Muku and Dafdaf left, then Mom and Dad. Duchi and I talked (complaints about the sons of bitches at work, especially the slippery Gvirzman) and gawped at the TV and ate. When she went to the toilet, I asked the nurse about Shuli. Still in intensive care. She had no idea what her condition was. Duchi returned and closed the curtains around us and turned on her phone, apologising about it–she had a court appearance the next day and needed to make a few calls. I watched her in admiration. Usually she had nausea and couldn’t sleep the night before she was in court. While she listened to her messages she lifted her eyes to meet mine a couple of times. ‘People are looking for you,’ she said. ‘What people?’ ‘I don’t know. Different ones. Check your phone. Maybe there’s something important.’ ‘But it’s not allowed,’ I said. She talked to Boaz about the next day’s meeting. When she hung up, her phone rang. It was for me.
‘Eitan?’ A girl I didn’t recognise.
‘Yes.’
‘Hi. I’m Yaara from the Rafi Reshef morning show on IDF Radio? How are you feeling?’
‘All right.’
‘Eitan, would you be willing to talk on tomorrow’s show? To say a few words about the attack? You’ll just tell us what happened? Like, Rafi will ask you questions and you answer?’
‘Why?’
‘To hear it from someone who was there? A victim’s angle? People are fed up with politicians? It’ll be very short? Five or six minutes?’
‘Five or six?’
‘Something like that?’
‘Uh…OK.’ I stared at Duchi, who was scrutinising me. We arranged a time and Duchi made a face.
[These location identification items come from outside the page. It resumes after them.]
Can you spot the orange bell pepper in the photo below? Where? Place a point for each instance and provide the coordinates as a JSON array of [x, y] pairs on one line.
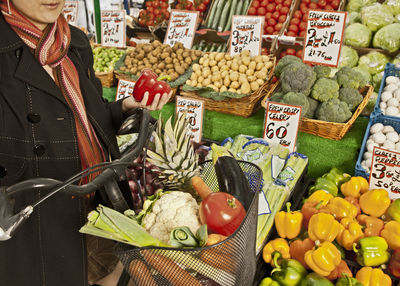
[[391, 233], [354, 187], [298, 249], [375, 202], [349, 233], [324, 259], [323, 227], [341, 208], [340, 271], [372, 225], [369, 276], [288, 224]]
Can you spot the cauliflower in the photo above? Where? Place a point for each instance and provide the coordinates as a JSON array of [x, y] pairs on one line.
[[298, 77], [351, 96], [348, 77], [333, 110], [172, 210], [296, 98], [325, 89]]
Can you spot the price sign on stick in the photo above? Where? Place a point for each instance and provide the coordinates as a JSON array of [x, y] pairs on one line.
[[194, 110], [246, 34], [324, 37], [70, 12], [385, 172], [281, 124], [113, 28], [181, 28], [124, 89]]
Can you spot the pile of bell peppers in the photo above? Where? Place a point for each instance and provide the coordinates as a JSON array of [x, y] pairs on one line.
[[341, 221]]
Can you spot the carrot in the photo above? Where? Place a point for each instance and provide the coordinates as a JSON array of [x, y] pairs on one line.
[[140, 274], [200, 187], [169, 269]]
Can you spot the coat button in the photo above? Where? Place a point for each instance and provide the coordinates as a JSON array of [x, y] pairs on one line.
[[33, 117], [39, 150], [3, 172]]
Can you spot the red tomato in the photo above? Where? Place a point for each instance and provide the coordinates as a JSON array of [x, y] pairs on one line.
[[222, 213], [261, 11]]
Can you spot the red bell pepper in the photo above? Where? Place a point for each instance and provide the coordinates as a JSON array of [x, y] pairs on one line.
[[148, 81]]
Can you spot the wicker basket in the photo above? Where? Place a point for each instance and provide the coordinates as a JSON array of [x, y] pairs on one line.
[[330, 130]]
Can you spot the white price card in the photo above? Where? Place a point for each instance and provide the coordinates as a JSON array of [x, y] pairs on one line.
[[385, 172], [70, 12], [181, 28], [246, 35], [194, 110], [281, 124], [113, 28], [124, 89], [324, 37]]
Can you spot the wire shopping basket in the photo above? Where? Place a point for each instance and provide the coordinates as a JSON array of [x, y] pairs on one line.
[[230, 262]]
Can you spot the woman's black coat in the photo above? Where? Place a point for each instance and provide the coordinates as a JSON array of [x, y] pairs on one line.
[[38, 139]]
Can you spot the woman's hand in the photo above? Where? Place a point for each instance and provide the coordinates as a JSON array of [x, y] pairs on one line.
[[158, 102]]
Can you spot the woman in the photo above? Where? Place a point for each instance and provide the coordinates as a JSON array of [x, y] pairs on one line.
[[53, 123]]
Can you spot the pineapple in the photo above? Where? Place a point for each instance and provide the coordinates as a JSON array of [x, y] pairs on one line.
[[174, 155]]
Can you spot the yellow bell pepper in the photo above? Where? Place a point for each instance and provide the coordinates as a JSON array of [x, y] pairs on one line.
[[354, 187], [324, 259], [288, 224], [375, 202], [369, 276], [277, 245], [391, 233], [350, 232], [320, 196], [323, 227], [341, 208]]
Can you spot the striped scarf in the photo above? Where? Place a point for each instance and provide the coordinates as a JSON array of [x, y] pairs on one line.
[[50, 47]]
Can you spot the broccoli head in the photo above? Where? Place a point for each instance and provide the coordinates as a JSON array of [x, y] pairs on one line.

She stayed till late. It was very quiet in the ward. She peeked outside the curtains, and then closed them. When she turned to me, her eyes were smiling.
‘Did you ever play doctors and nurses?’
But when Duchi lowered her head beneath the sheet, I couldn’t stop thinking of Shuli. She’d told me it would happen tonight, and it was happening, but not with her. She might not be alive at all, and no one wanted to tell me. She’d had a nice thought and she had given me that sad closed-mouth smile. Duchi was good, and I could feel a tear make its way down my temple. I came in silence. She wiped me and herself, gently kissed the tear, and the bump on my forehead, touched my unshaven cheek with her palm, and left.